I'm currently doing Andrew's course, and in this course there's a part that he shows the partial derivative of the function $\frac{1}{2m}\sum_{i=1}^{m}(H_\Theta(x^i)-y^i)^2$ for both $\Theta_0$ and $\Theta_1$. But I couldn`t wrap my mind around it. I would like to see a step by step derivation of the function for both $\Theta$s.

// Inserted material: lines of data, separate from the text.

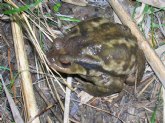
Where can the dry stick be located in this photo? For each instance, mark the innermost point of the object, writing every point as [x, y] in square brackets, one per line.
[150, 54]
[27, 88]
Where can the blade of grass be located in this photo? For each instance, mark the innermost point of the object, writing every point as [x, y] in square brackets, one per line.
[22, 8]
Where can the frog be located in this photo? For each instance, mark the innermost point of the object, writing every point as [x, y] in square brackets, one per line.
[104, 55]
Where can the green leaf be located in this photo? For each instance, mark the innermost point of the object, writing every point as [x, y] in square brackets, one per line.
[21, 8]
[57, 6]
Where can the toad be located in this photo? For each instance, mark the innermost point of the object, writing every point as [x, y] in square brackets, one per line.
[104, 54]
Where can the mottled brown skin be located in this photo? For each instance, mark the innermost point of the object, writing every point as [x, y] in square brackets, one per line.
[103, 53]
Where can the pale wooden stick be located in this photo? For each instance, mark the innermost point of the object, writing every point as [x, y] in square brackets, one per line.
[150, 54]
[155, 3]
[23, 68]
[67, 101]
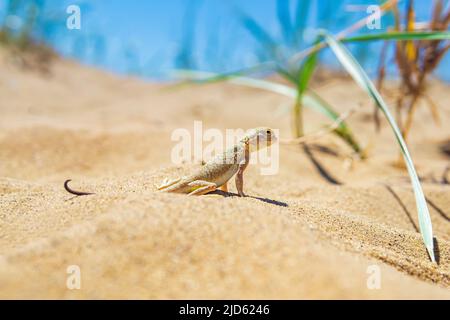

The Hypothesis Function is defined as $H_\Theta=\Theta_0+\Theta_1x$
And the partial derivatives are
For $\Theta_0$
$\frac{1}{m}\sum_{i=1}^{m}(H_\Theta(x^i)-y^i$
For $\Theta_1$
$\frac{1}{m}\sum_{i=1}^{m}(H_\Theta(x^i)-y^i)x^i$
Consider I have a function $u = x^2 +1$ and $f(x)=u^2=(x^2+1)^2$. Following chain rule, I will get the derivative:
$\frac{df}{dx}= \frac{df}{du} * \frac{du}{dx}= 2(x^2+1) * 2x$
Do the same with machine learning problem, call $f = \frac{1}{2m}\sum_{i=1}^{m}(H_\Theta(x^i)-y^i)^2$, just focus on $u = H_\Theta(x^i)-y^i$, we can see that:
$\frac{df}{du} = 2*(H_\Theta(x^i)-y^i)$
With $\Theta_0$: $\frac{du}{dx} = 1$
With $\Theta_1$: $\frac{du}{dx} = x^i$
Number $2$ is shortened with $2m$ equal $m$